Open-EO / openeo-processes

Interoperable processes for openEO's big Earth observation cloud processing.
https://processes.openeo.org
Apache License 2.0
49 stars 15 forks source link

New definitions for fit_curve and predict_curve #420

Closed m-mohr closed 1 year ago

m-mohr commented 1 year ago

Make fit_curve usable in apply_dimension, scrap gap filling for predict_curve, clarify no data handling, etc.

LukeWeidenwalker commented 1 year ago

@ValentinaHutter you know this better than I do! :)

soxofaan commented 1 year ago

Small side question:

throws an InvalidValues exception if invalid values are encountered

Does "encountered" here mean just in the input data, or also during the fitting procedure?

ValentinaHutter commented 1 year ago

I agree that finite numbers should be valid.

Small side question:

throws an InvalidValues exception if invalid values are encountered

Does "encountered" here mean just in the input data, or also during the fitting procedure?

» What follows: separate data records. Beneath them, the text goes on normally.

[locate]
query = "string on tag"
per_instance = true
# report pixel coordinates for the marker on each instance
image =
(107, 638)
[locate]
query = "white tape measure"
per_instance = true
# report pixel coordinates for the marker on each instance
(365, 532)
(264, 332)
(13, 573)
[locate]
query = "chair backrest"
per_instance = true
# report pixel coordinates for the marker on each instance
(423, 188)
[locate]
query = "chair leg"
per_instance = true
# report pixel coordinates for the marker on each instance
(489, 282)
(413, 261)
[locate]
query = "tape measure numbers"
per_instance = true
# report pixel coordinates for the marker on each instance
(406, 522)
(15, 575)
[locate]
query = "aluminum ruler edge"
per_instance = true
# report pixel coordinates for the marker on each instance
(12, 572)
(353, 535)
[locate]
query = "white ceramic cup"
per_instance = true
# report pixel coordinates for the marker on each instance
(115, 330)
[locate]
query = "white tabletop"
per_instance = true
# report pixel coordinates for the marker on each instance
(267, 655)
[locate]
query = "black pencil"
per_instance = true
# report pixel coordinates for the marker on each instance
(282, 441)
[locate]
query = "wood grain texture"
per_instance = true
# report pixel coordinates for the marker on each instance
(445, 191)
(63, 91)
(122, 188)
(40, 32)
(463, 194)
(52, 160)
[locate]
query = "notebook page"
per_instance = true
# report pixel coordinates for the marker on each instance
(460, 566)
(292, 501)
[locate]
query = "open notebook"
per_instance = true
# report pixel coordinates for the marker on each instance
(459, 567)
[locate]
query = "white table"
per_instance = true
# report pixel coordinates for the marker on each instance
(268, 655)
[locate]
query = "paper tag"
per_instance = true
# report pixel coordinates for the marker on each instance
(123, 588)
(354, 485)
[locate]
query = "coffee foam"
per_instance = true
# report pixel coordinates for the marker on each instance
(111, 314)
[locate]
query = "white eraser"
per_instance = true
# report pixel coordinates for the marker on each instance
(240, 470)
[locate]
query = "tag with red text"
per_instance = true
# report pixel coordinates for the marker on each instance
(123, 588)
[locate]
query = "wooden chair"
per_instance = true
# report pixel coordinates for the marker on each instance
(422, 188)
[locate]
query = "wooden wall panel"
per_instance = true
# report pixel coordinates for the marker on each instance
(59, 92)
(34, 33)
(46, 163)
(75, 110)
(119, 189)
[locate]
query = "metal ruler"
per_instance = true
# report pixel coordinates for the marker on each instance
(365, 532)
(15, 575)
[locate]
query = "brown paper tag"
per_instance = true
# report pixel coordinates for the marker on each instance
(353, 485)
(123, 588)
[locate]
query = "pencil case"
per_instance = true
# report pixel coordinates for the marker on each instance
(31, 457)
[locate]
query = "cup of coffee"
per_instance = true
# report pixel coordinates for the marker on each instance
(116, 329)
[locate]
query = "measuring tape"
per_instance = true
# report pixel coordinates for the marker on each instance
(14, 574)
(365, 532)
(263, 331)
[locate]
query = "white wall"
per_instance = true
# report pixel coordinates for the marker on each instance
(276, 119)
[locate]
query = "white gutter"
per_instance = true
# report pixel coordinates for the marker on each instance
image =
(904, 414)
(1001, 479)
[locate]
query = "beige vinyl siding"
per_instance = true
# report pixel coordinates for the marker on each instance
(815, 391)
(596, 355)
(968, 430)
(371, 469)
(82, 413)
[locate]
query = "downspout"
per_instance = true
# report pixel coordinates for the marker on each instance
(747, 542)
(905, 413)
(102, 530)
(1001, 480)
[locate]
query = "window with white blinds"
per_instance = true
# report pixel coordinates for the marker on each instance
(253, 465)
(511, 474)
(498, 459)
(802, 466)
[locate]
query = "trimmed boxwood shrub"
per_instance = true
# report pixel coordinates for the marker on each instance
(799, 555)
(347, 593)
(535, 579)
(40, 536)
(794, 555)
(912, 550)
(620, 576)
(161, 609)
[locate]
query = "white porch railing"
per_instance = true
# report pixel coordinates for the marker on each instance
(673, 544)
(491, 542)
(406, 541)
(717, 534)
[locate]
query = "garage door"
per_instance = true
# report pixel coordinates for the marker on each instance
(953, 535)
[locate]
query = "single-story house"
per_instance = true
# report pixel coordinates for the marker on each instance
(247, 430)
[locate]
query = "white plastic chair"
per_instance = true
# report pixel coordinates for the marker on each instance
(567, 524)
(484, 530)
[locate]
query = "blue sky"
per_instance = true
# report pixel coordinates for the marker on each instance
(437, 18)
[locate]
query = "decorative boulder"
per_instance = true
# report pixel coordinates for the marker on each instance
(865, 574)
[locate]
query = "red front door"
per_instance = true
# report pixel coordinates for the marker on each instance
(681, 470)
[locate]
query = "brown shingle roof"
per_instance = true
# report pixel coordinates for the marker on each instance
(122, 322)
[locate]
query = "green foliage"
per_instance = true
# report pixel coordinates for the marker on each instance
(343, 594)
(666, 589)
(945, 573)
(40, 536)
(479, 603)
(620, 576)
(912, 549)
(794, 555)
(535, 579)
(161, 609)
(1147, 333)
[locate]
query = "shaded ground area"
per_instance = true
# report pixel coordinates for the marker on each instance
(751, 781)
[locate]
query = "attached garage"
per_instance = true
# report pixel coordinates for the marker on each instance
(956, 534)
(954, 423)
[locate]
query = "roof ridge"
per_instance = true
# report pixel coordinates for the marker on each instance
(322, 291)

In our implementation we actually do not consider invalid values in the fitting procedure.... At least, we explicitely exclude NaN values that naturally occur in the datasets, there. When an infinite number is in the dataset, an exception is raised and the fitting cannot be started. Let me know if we should change this :)

m-mohr commented 1 year ago

It was meant to cater for invalid values in the input data, but not sure whether and how we should cater for other cases?

clausmichele commented 1 year ago

This process must be able to handle invalid data internally and should not return an error if some invalid points are present in the time series.

m-mohr commented 1 year ago

@clausmichele So you are saying we should remove the InvalidValues exception and all mentions of it and instead say that invalid values must be dealt with smoothly? Is this possible in all cases?

clausmichele commented 1 year ago

Indeed. I can't think about all the possible scenarios, but the one for which we created this process, fitting an harmonic curve to each pixel of a raster-cube, must handle NaNs occurring due to cloud masked or or invalid pixels along the time series. Should we make this part explicit? Adding a default ignore_nodata = true ? I don't know if there could be a case where the user wants to be warned if there are invalid values in the raster-cube/time series.

soxofaan commented 1 year ago

Doesn't it actually all depend on how the callback provided in the function parameter works? https://github.com/Open-EO/openeo-processes/blob/0dd3ab0d81f67506547136532af39b5c9a16771e/proposals/fit_curve.json#L38-L43

If that function properly supports handling invalid data, then the whole fit_curve call will work. If it doesn't, then fir_curve will fail when given data that contains invalid values.

So this seems like to user's responsibility to make it work with or without invalid data support?

Or, would it be a feature of fit_curve to skip parts of the raster data cube with invalid values and only provide function the parts where the x input is fully valid?

clausmichele commented 1 year ago

@soxofaan yes exactly! So fit_curve shouldn't check the input data, but it's the fitting function that takes care of it.

m-mohr commented 1 year ago

I cherry-picked the single word change from this PR which seemed okay. The issues that came up now are somewhat related, but not strictly related to the intial PR. So having the first action done, we can now discuss additional changes here independantly.

About removing the InvalidValues error, what happens if a data cube containing strings is passed? The fitting function is defined for numbers only according to the schemas. I think with the wordsmithing updates from @soxofaan the process description makes sense to me, but please correct me if you think otherwise.

m-mohr commented 1 year ago

Rough example from today's discussions:

labels = dimension_labels(datacube) seconds = array_apply(labels, fn = to_seconds) cube2 = apply_dimension(datacube, fn, "t", seconds)

function fit: params = fit_curve(context, [1,1,1], fn);

predictions = predict_curve(cube2)